A eleição para o Senado Federal em 2026 será uma das mais decisivas dos últimos anos. Estarão em disputa 54 das 81 cadeiras da Casa, o equivalente a dois terços do total. Cada um dos 26 estados e o Distrito Federal elegerá dois senadores, com mandato de oito anos, o que deve provocar uma ampla renovação a partir de 2027.
Diante do impacto institucional do Senado, governo e oposição tratam a disputa como prioridade estratégica. Além de analisar e votar projetos de lei e propostas de emenda à Constituição, cabe aos senadores atribuições centrais para o funcionamento do Estado, como julgar o presidente da República e ministros do Supremo Tribunal Federal (STF) por crimes de responsabilidade, além de aprovar indicações para tribunais superiores, Procuradoria-Geral da República, Banco Central e embaixadas.
Influência direta sobre o STF
O novo Senado também poderá influenciar diretamente a composição do STF. Está pendente a indicação de Jorge Messias, escolhido pelo presidente Luiz Inácio Lula da Silva para substituir Luís Roberto Barroso.

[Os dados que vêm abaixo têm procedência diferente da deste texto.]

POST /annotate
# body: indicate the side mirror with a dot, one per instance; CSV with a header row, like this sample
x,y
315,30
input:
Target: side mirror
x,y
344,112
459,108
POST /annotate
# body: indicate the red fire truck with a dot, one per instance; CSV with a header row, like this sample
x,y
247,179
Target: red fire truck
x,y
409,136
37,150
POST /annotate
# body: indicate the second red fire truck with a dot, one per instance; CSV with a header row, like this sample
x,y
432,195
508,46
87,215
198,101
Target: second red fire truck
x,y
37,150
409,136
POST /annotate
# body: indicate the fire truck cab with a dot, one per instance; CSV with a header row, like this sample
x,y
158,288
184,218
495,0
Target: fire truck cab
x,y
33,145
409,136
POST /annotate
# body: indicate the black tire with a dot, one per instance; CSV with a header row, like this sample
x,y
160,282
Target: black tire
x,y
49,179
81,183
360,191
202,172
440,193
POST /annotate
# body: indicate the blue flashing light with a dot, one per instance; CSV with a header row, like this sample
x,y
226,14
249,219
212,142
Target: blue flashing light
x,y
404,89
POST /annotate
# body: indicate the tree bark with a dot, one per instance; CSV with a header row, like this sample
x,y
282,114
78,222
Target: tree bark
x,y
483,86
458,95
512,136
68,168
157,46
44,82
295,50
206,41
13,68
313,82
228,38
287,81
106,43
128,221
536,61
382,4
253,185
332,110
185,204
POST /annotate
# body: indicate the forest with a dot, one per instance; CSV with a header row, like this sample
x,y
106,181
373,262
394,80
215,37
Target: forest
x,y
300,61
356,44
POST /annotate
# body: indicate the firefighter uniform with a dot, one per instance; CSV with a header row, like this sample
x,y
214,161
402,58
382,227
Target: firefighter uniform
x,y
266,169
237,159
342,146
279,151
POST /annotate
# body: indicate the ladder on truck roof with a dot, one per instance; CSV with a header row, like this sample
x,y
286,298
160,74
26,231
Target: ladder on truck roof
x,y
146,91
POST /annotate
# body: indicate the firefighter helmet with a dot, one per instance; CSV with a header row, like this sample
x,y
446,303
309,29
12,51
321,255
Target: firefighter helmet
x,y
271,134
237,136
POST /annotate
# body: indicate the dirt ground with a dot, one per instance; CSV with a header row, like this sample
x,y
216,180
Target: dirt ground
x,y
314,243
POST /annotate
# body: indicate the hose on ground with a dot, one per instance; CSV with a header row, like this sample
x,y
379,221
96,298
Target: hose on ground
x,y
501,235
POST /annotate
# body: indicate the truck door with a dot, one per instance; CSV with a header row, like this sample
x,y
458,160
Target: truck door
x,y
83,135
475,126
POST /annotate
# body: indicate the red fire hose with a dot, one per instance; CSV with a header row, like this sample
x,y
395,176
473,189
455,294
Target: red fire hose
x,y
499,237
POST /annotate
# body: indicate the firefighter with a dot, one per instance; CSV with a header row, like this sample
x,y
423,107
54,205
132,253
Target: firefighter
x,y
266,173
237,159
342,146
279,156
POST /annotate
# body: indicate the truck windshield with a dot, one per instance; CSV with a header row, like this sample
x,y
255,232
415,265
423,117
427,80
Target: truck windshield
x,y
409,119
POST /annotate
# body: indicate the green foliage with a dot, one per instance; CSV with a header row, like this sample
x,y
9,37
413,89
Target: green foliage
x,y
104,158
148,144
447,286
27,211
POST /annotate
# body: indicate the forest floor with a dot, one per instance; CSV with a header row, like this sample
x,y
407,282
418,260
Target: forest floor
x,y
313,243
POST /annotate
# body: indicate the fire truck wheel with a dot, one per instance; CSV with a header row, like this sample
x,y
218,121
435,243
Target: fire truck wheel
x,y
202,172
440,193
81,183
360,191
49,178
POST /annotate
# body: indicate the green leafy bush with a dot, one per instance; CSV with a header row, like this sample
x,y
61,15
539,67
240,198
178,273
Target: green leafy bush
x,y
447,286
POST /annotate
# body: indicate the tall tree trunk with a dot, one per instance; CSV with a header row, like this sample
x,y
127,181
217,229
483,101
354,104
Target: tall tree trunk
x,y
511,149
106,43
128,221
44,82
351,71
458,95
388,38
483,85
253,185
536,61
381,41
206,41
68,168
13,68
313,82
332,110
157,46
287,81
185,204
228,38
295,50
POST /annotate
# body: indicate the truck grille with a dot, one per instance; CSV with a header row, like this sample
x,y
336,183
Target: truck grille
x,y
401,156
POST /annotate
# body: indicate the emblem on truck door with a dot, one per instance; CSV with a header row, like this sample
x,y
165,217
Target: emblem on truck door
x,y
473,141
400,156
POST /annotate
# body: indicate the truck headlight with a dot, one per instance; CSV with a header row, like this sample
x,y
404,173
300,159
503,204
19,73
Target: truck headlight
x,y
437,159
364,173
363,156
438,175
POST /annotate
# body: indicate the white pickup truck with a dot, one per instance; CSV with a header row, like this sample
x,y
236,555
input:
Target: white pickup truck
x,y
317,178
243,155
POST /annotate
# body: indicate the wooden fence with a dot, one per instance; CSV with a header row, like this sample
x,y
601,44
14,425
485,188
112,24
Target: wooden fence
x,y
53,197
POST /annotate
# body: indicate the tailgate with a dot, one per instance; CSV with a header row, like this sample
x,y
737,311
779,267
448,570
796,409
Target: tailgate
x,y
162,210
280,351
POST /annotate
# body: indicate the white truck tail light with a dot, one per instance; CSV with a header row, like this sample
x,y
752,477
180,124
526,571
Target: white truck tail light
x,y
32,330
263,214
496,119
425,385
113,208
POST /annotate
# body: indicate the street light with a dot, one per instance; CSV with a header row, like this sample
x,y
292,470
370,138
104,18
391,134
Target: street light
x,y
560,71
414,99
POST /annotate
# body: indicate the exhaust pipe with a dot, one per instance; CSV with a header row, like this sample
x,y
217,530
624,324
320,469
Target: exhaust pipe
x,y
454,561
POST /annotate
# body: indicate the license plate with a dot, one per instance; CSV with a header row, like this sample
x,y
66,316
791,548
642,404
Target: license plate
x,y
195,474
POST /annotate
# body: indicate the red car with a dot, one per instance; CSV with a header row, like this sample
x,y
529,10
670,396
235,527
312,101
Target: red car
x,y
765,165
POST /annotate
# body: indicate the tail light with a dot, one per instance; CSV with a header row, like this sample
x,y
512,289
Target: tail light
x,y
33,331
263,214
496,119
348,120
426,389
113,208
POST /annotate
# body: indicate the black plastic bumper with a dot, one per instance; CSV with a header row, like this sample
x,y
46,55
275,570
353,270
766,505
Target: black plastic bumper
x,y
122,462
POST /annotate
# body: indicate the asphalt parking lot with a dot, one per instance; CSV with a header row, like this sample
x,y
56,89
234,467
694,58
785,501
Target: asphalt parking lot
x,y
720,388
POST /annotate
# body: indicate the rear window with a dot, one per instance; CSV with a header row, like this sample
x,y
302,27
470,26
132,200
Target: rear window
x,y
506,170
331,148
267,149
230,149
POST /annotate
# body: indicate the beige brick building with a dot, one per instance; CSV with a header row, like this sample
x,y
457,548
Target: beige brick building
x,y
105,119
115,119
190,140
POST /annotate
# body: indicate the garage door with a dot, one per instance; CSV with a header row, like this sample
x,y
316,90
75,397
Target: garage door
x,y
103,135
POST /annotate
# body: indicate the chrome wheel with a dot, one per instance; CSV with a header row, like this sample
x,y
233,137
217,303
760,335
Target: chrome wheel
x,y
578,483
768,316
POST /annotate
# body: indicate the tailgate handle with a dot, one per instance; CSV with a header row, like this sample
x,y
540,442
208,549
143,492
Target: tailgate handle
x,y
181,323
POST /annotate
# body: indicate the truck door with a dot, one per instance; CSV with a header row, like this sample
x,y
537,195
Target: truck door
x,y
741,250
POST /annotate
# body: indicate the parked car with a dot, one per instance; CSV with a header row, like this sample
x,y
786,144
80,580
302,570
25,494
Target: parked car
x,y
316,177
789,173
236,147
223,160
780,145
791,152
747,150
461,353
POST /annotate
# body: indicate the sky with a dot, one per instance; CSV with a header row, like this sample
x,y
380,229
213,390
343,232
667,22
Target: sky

Além disso, três ministros da Corte devem se aposentar durante o próximo mandato presidencial, o que reforça o peso político da eleição.
Partidos com mais cadeiras em jogo
Diversas legendas enfrentarão um alto grau de renovação. O PL, partido do ex-presidente Jair Bolsonaro, tem sete de seus 15 senadores em fim de mandato. O PSD colocará 11 das 14 cadeiras em disputa, enquanto o MDB terá nove de seus dez senadores buscando reeleição ou sucessores. Já o PT conta atualmente com nove senadores, sendo seis em final de mandato.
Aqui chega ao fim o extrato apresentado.